These are the key concepts you need to understand to accurately answer the question.

Gibbs Free Energy
Gibbs free energy is a crucial concept in understanding biochemical reactions. In simple terms, it represents the amount of energy available to do work during a chemical reaction. It's especially important when discussing what happens on a microscopic level inside our cells.
To calculate Gibbs free energy, scientists use a specific formula:
  • \(\Delta G = \Delta G^0 + RT \ln\frac{Q}{K}\)
Here,
  • \(\Delta G\) is the change in Gibbs free energy, which tells us how much work is done.
  • \(\Delta G^0\) is the standard Gibbs free energy change. For ion transport in cells, this is often considered zero.
  • \(R\) is the universal gas constant \(8.314 \text{ J/mol K}\).
  • \(T\) is the temperature in Kelvin.
  • \(Q\) is the reaction quotient, reflecting concentration differences.
  • \(K\), the equilibrium constant, often equals 1 in biological processes.
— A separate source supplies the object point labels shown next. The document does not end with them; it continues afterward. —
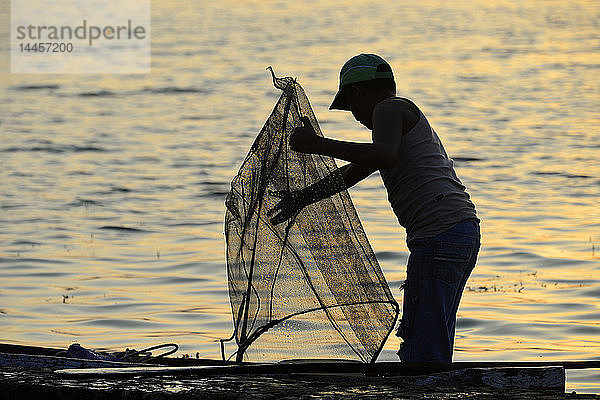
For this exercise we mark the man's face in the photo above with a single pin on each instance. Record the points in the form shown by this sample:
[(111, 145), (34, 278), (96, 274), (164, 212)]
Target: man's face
[(358, 103)]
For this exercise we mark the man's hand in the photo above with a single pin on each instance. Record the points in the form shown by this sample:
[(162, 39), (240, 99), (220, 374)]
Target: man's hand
[(304, 139), (289, 206)]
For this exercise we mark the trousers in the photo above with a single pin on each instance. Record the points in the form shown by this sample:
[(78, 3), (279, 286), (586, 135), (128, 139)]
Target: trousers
[(437, 272)]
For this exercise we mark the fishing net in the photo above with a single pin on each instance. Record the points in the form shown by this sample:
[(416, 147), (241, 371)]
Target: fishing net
[(310, 287)]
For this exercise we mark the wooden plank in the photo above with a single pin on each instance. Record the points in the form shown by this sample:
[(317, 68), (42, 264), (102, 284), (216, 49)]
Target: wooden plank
[(547, 378)]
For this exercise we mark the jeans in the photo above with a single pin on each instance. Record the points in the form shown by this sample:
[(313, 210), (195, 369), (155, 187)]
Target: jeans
[(437, 271)]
This formula helps determine the energy required to move ions like \(\text{K}^+\) into muscle cells against concentration gradients. By using concentrations in muscle cells and blood plasma, we can calculate the energy changes and analyze how cells perform essential tasks.
Ion Transport
Ion transport is a fascinating biological process involving the movement of ions across cell membranes. This movement is important for maintaining cellular functions and often requires energy, as ions move against their concentration gradients.
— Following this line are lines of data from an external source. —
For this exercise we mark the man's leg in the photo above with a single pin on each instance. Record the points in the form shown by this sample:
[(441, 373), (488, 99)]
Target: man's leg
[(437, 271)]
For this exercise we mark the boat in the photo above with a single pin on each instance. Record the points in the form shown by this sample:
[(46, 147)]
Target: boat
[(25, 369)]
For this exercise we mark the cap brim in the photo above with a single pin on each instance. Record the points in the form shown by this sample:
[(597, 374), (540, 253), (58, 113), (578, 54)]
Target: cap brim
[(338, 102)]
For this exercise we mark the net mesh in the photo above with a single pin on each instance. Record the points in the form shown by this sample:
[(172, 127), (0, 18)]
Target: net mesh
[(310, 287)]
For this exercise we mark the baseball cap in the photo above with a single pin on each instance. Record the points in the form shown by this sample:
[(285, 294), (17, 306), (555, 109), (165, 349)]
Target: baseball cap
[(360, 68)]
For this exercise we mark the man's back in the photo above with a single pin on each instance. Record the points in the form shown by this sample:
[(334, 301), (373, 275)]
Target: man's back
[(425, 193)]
Specific proteins or pumps embedded in the cell membrane help facilitate this transport. For example, the sodium-potassium pump is one such protein that uses energy to exchange \(\text{K}^+\) and \(\text{Na}^+\) ions across the membrane.
In the exercise, transporting \(1.0\) mol of \(\text{K}^+\) from blood plasma into muscle cells isn't merely passive; it relies on biochemical energy calculated from the Gibbs free energy. Such transport mechanisms are critical in maintaining the ion balance essential for muscle contraction and nerve impulse transmission.
These mechanisms showcase how cells actively manage their internal environments, ensuring optimal performance and survival.
Charge Neutrality
Charge neutrality is vital in biological systems to maintain a stable environment within cells. Simply put, cells need to balance the number of positive and negative charges inside and outside their membranes.
During ion transport, exchanging \(\text{K}^+\) ions often impacts the overall charge balance. If positive ions are brought in, like in our exercise, cells need to adjust by moving negative ions or other positive ions out to keep balanced charges. This is crucial for preventing unwanted voltage imbalances across membranes, which could otherwise disrupt cellular functions.
The mechanisms used by cells to maintain charge neutrality are best demonstrated by the interplay of multiple ion channels and pumps. For instances like the constant pumping of \(\text{Na}^+\) and \(\text{K}^+\), often paired with counter-ion movements. This not only helps in maintaining electrical neutrality but also supports various cellular activities, like neuron communications and muscle contractions.
The careful balance of electrolyte movement epitomizes cellular intelligence, and maintaining charge neutrality is a fundamental aspect of this balance.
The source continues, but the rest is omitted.